The opportunity for character formation exists for every educator in every classroom. The question is whether they (are willing to) recognize it. At HBS, I remember discussing a case about the strategy and operations of a company that sourced its textile products from India. I brought up the idea that the company might want to investigate its supply chain to ensure there was not child labor involved. The professor told me that was a concern for our Leadership and Corporate Accountability (ethics) class, not for strategy and operations. That kind of narrow compartmentalizing of ethics misses the whole point. Ethics isn’t something you schedule time for — it is what underlies every strategic and operational decision.
I had another professor, David Garvin, who took a more holistic approach. The most popular definition of business ethics is maybe Warren Buffet’s counsel to never do anything you wouldn’t want to see published on the cover of The Wall Street Journal. That’s not a bad rule of thumb but it’s not bulletproof. In situations where the rewards for unethical behavior are high and the chances of being caught are low, it’s awfully tempting to compromise.
Professor Garvin used his semester with our class to force us to confront our inner values when put to the test. He often had us role play CEOs caught in difficult circumstances and would force us to make a choice. He wouldn’t let us off the hook easy if we made the “right” decision. He’d press us, question us, grill us, really, to make us see that in the real world, it would never be so easy to just do the right thing.
One day he made me play the role Niels L. Hoyvald the day we studied the Beech-Nut baby apple juice case. The story is crazy — Beech-Nut switched apple juice suppliers when they were offered a 25% discount by a new producer. Then they looked the other way when some began questioning whether the product wasn’t pure apple juice. When the product was finally tested, they found that it was nothing more than water and corn syrup. At that point, Hoyvald didn’t come clean but tried to sell through the inventory as quickly as possible.

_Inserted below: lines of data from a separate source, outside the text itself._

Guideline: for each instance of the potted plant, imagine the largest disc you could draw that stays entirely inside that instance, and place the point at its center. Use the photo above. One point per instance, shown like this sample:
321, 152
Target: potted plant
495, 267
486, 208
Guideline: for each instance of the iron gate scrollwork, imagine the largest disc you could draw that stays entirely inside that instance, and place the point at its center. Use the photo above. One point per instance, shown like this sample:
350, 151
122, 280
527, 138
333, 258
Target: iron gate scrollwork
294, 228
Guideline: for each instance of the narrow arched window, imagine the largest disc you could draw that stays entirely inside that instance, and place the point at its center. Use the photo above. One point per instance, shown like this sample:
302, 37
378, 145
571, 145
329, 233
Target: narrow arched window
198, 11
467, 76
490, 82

If the baby food business is an unexpected source for corporate fraud, it just goes to show how easy it is to slip into behavior you’d never condone in the light of day. Instead of letting us neatly label Hoyvald and his associates “the bad guys,” Professor Garvin made me and my classmates put ourselves in their shoes and imagine our way through their rationalizations to see how they could have ended up making the choices they did.
Even today, years later, I still remember that case. I am grateful that Professor Garvin didn’t just go through the motions, but took the time to make an important lesson stick. It is that kind of teaching that elevated him to lead the school’s Christensen Center for Teaching and Learning, where faculty at HBS learn how to teach.
David Garvin passed away this month, after a long battle with cancer. He was not only a great teacher. He became a mentor and a friend. And I miss him. I hope his words will continue his legacy.